Fundamentals of Genetics and Cell Biology Principles

Mendel's Pea Plants: Ideal Study Subjects

Mendel chose pea plants for genetic studies due to several key advantages:

1. They produce a large number of offspring, allowing for more data collection.
2. The plants can be easily grown in a small space.
3. They have a simple genetic structure, making it easier to study inheritance patterns.

Understanding the Test Cross

A test cross is used to determine the genotype of an individual exhibiting a dominant phenotype by crossing it with a homozygous recessive individual. This method reveals the genetic makeup of the dominant organism.

Test Cross Outcomes (Example)

• If all offspring are red, the red plant is probably homozygous (RR).
• If you get both red and white offspring, the red plant is heterozygous (Rr).

Genetic Probability Rules

Two fundamental laws govern genetic probability calculations:

• The Sum Law (Addition Rule): Calculates the probability of mutually exclusive events happening by adding their individual probabilities.
• The Product Law (Multiplication Rule): Calculates the probability of independent events happening together by multiplying their individual probabilities.

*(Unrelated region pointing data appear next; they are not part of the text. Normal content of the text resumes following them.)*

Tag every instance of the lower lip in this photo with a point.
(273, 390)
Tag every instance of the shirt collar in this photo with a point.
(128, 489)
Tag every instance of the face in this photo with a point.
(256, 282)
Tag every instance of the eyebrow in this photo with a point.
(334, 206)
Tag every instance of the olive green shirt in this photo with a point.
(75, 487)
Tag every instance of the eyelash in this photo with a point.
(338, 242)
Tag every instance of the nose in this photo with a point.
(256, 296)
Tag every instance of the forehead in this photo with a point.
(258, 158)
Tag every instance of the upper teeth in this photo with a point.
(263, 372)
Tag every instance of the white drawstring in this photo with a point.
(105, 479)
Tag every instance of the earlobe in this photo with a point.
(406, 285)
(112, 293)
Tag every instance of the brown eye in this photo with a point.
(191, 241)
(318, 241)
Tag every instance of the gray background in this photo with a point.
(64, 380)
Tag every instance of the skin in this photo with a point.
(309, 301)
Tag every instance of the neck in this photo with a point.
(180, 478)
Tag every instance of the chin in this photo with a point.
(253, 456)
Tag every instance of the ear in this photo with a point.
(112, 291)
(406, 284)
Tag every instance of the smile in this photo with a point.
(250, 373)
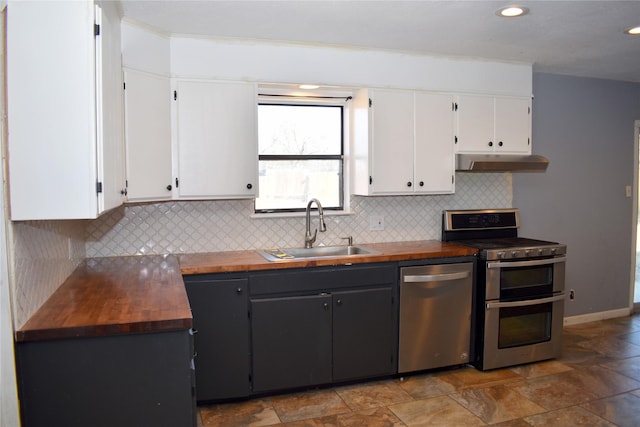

The Cell Cycle and Tumor Growth Control

The cell cycle is the essential process that cells undergo to grow and divide. It is divided into distinct stages:

1. G1 Phase: The cell grows and prepares for DNA synthesis.
2. S Phase: The cell synthesizes (makes a copy of) its DNA.
3. G2 Phase: The cell prepares for division.
4. M Phase (Mitosis): The cell actually splits into two new daughter cells.

To control tumor growth, researchers focus on the checkpoints and regulatory proteins within this cycle. By using treatments that help restore normal control mechanisms or encourage cancer cells to undergo apoptosis (programmed cell death), we can effectively slow down or stop tumor proliferation.

Meiosis: The Physical Basis of Inheritance

The behavior of chromosomes during meiosis provides the physical evidence supporting Mendel's laws of inheritance:

• Law of Segregation: Illustrated when homologous chromosomes separate during Meiosis I.
• Law of Independent Assortment: Demonstrated by the independent arrangement of non-homologous chromosomes at the metaphase plate.

In diploid organisms, this process ensures that every resulting gamete receives exactly one allele for every gene.

Comparing Cell Types: Eukaryotes and Prokaryotes

Eukaryotic Cells

Eukaryotic cells are complex cells characterized by:

• A defined, membrane-bound nucleus.
• Various membrane-bound organelles (e.g., mitochondria, endoplasmic reticulum).

They are found in organisms such as plants, animals, and fungi. An example is a human cell (though mature red blood cells are an exception as they lack a nucleus).

Prokaryotic Cells

Prokaryotic cells are simpler and significantly smaller. Key characteristics include:

• Lack of a true nucleus or membrane-bound organelles.
• Genetic material located in a region called the nucleoid.

Prokaryotic cells are mainly unicellular and include organisms like bacteria. An example is Streptococcus.